Na realidade, a gestão dos resíduos sólidos é um problema sério no âmbito do saneamento básico, e que afeta a saúde da população e o meio ambiente, se naco for bem conduzida.
No Brasil, assim como na maioria dos países em todo o mundo, a limpeza urbana é de responsabilidade dos municípios, e deve ser gerida conforme a decisão política do prefeito. Mas se é realmente um problema, o que há afinal neste lixo que pode interessar a algumas pessoas e levá-las a buscar nele recursos que possam trazer alguma renda ou benefício?
Primeiro, veremos que resíduos são esses.
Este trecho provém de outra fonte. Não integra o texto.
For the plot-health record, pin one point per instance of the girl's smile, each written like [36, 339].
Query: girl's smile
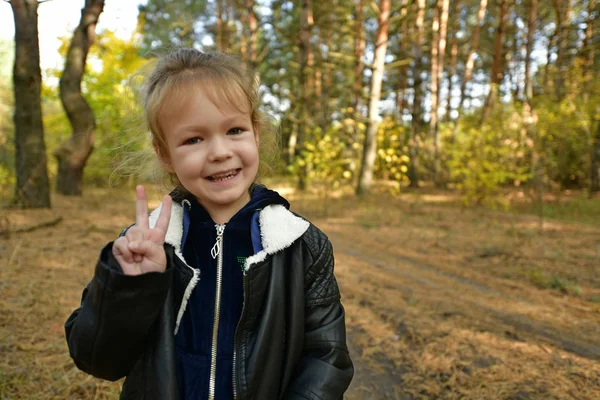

Nosso lixo domiciliar contém, em peso, cerca de 50% a 60% de matéria orgânica de rápida decomposição; 30% a 40% de materiais potencialmente aproveitáveis ou recicláveis, e 10% a 20% de materiais sem possibilidade de reaproveitamento econômico ou reutilização, tais como terra, papel higiênico, fraldas descartáveis, absorventes, lâmpadas, pilhas, papel celofane e vidros planos.
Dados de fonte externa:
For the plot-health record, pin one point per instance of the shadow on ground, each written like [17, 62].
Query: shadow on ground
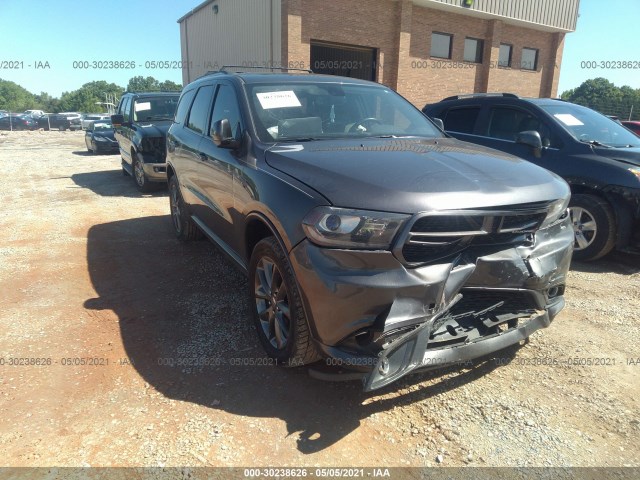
[186, 301]
[114, 183]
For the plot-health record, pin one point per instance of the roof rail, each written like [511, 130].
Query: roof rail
[480, 95]
[226, 67]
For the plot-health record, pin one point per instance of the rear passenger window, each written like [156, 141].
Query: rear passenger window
[124, 108]
[227, 107]
[200, 110]
[461, 119]
[183, 106]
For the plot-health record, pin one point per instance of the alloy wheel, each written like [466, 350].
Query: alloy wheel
[272, 303]
[585, 227]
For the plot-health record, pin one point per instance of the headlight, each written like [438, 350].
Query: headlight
[556, 210]
[338, 227]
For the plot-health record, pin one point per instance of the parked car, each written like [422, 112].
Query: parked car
[54, 122]
[34, 113]
[17, 122]
[141, 123]
[599, 159]
[99, 137]
[92, 117]
[633, 126]
[74, 118]
[368, 236]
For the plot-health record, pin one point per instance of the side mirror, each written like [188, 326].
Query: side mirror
[439, 123]
[531, 138]
[117, 120]
[221, 134]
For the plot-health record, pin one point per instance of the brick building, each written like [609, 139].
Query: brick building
[424, 49]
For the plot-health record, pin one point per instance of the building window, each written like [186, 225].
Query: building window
[441, 45]
[473, 50]
[504, 58]
[529, 59]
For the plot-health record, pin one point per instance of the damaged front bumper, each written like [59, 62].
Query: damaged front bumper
[370, 312]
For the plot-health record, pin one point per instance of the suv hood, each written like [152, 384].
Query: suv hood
[414, 175]
[626, 155]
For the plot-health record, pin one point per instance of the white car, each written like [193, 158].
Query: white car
[92, 117]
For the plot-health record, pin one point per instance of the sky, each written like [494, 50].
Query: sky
[54, 40]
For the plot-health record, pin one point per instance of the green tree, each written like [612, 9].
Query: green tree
[603, 96]
[169, 86]
[150, 84]
[88, 97]
[15, 98]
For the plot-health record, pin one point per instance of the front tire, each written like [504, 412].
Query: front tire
[276, 306]
[594, 226]
[183, 225]
[142, 182]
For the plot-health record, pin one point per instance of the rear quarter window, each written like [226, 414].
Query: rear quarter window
[461, 120]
Conhecida a sua composição, vamos observar melhor os 2 grandes grupos que nos interessam mais: matéria orgânica de rápida decomposição e materiais potencialmente recuperáveis ou reutilizáveis.
Na primeira categoria estão os restos de comida e de cozinha, plantas e flores, pó de café, frutas e legumes estragados e suas cascas – tudo aquilo que, se não for bem embalado ou retirado de nossas casas, começa a se decompor, exala maus odores e atrai insetos e ratos.é um tipo de resíduos que ninguém gosta muito de manusear e que queremos ver longe de nós o mais rapidamente possível.
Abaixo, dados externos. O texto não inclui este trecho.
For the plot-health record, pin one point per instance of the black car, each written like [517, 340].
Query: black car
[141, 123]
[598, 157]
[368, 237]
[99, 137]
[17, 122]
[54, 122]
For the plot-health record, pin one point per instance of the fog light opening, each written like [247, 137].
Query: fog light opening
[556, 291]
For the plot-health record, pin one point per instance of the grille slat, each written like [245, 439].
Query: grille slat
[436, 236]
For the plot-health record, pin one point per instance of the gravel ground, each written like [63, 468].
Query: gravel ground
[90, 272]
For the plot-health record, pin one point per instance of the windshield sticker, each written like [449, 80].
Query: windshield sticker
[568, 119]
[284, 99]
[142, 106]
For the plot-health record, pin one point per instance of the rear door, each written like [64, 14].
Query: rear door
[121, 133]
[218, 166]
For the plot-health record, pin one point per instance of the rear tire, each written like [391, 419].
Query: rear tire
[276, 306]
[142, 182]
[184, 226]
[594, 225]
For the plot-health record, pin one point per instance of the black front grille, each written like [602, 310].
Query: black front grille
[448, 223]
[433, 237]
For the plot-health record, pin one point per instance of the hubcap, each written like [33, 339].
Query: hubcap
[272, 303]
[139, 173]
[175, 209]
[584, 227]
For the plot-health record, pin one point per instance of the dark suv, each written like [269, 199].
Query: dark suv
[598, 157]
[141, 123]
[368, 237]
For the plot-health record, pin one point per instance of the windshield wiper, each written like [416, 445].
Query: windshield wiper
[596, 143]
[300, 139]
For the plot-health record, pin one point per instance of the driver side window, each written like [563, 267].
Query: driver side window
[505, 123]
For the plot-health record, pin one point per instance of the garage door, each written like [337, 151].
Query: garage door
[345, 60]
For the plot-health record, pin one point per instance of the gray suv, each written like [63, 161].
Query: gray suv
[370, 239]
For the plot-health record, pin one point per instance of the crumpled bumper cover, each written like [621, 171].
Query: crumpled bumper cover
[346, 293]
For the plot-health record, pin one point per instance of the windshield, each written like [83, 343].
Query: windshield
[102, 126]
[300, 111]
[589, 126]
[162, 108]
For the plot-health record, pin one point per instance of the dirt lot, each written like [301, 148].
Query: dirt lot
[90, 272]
Mas será que não há como fazer alguma coisa de útil com este “lixo”, que aparentemente não interessa a ninguém? Veremos isso adiante.
É mais agradável falarmos sobre o que todo mundo gosta: os materiais recicláveis, mais limpos e mais fáceis de manipular. Papéis, papelão de embalagens, latas de conservas, latinhas de cerveja e de refrigerante, garrafas e embalagens de PET, plásticos em geral, jornais e revistas, potes e garrafas de vidro são todos fáceis de se guardar em um saco plástico, depois de uma lavagem rápida. Em seguida colocamos os sacos na calçada para serem recolhidos pela coleta seletiva ou pelos catadores. Pronto: fizemos nossa parte, a mãe Terra agradece, estamos em paz com a nossa consciência ambiental.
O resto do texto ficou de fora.